‘Helen became her on a spiritual and cellular level’; 1st clip released from ‘Golda’

Mirren ‘adds a brilliant layer of soul, wisdom, humor and courage to the character of Golda,’ says director Guy Nattiv amid controversy over casting

Helen Mirren as Golda Meir in HBO's 'Golda.' (Jasper Wolf)
Helen Mirren as Golda Meir in HBO's 'Golda.' (Jasper Wolf)

Oscar-winning Israeli director Guy Nattiv has released the first look at the long-awaited biopic starring British actor Helen Mirren as Israel’s only female prime minister, Golda Meir, days ahead of its world premiere at the Berlin film festival.

The clip from “Golda,” released to the US entertainment site Deadline on Friday, is set at the height of the 1973 Yom Kippur War, and shows a tense telephone exchange between Meir and US Secretary of State Henry Kissinger, played by Liev Schreiber.

In the scene, Meir refuses to back down from pressure from Kissenger, even as he warns her that Soviet forces are poised to join the fight against Israel.

“Let me tell you about the Russians, Henry. When I was a child in Ukraine, at Christmas time my father would board up the windows of our house to protect us from Cossacks who would get drunk and attack Jews,” Meir says.

“My father would hide us in the cellar… my father’s face, Henry, I will never forget that look. All he wanted to do was protect his children. I am not that little girl hiding in the cellar.”

Nattiv says the scene both highlights Meir’s best qualities and Mirren’s abilities to portray them.

Israeli Premier Golda Meir during a press conference at the Israeli Embassy in Rome, January 15, 1973. (AP Photo/Giuseppe Anastasi)

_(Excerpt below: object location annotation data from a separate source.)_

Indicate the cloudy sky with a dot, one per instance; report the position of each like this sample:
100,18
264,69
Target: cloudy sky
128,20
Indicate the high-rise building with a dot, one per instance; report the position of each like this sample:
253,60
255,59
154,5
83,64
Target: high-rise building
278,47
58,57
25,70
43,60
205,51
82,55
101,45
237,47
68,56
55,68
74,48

“As someone who grew up with Golda as a heroic myth, almost beyond human, and as the only female prime minister in the history of the Middle East, I want people to see how Helen adds a brilliant layer of soul, wisdom, humor and courage to the character of Golda,” Nattiv told Deadline.

“I remember shooting this scene and when we went in for Helen’s close up I had goosebumps as she played Golda recalling her haunted childhood so perfectly. Helen became Golda on a spiritual and cellular level, and this moment was electrifying to watch,” he added.

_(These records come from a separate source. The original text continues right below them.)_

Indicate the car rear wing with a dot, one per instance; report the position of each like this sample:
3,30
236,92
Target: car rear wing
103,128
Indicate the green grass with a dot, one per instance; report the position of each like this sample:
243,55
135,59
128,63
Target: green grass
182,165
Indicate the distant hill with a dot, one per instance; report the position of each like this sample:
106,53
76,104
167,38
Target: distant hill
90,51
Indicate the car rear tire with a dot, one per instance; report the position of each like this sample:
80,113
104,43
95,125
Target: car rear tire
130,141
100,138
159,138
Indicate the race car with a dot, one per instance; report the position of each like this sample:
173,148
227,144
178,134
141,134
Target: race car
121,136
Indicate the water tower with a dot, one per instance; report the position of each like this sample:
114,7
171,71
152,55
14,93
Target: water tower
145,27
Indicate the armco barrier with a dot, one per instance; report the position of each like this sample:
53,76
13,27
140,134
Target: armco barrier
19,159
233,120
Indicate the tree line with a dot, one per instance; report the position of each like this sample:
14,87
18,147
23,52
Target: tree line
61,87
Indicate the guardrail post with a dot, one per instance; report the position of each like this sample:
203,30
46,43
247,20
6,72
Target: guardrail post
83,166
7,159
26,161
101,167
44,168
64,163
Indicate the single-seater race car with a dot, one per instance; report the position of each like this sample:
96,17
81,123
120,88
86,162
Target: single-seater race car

Nattiv had faced criticism for casting Mirren, who is not Jewish, to play one of Israeli history’s most iconic figures.

Fellow British actor Maureen Lipman told the Jewish Chronicle last year that she doubted the choice because she considered Meir’s religion to be “integral” to her character.

“I’m sure she will be marvelous, but it would never be allowed for Ben Kingsley to play Nelson Mandela. You just couldn’t even go there,” Lipman was quoted as saying, referring to the actor of Indian and English descent who famously played Gandhi.

Mirren, whose performance as Elizabeth II in “The Queen” garnered an Academy Award in 2008, has called the questions about her identity “utterly legitimate” and said she also wondered whether it was appropriate for her to play Meir.

She told The Daily Mail last year that she had said to Nattiv that he should carefully consider whether she was the right person for the part.

“But he very much wanted me to play the role, and off we went,” Mirren said.

Actress Helen Mirren talks to media during a news conference during the 70th International Film Festival Berlin, Berlinale in Berlin, Germany, February 27, 2020. (AP Photo/Markus Schreiber)

One of the signatories of Israel’s Declaration of Independence, Meir served as premier from 1969 until 1974.

Her time in power was marked by the Yom Kippur War, sparked by a surprise attack by Egypt and Syria that Israel was only able to defeat after setbacks that caused severe losses.

“Golda” will be screened for the first time on Monday. The festival said it would screen in its Berlinale Special sidebar section, out of competition.

The 11-day event, Europe’s first major cinema showcase of the year, kicked off on February 16.

US actor Kristen Stewart will lead the festival jury, while Hollywood director Steven Spielberg is due to pick up an Honorary Golden Bear prize for lifetime achievement.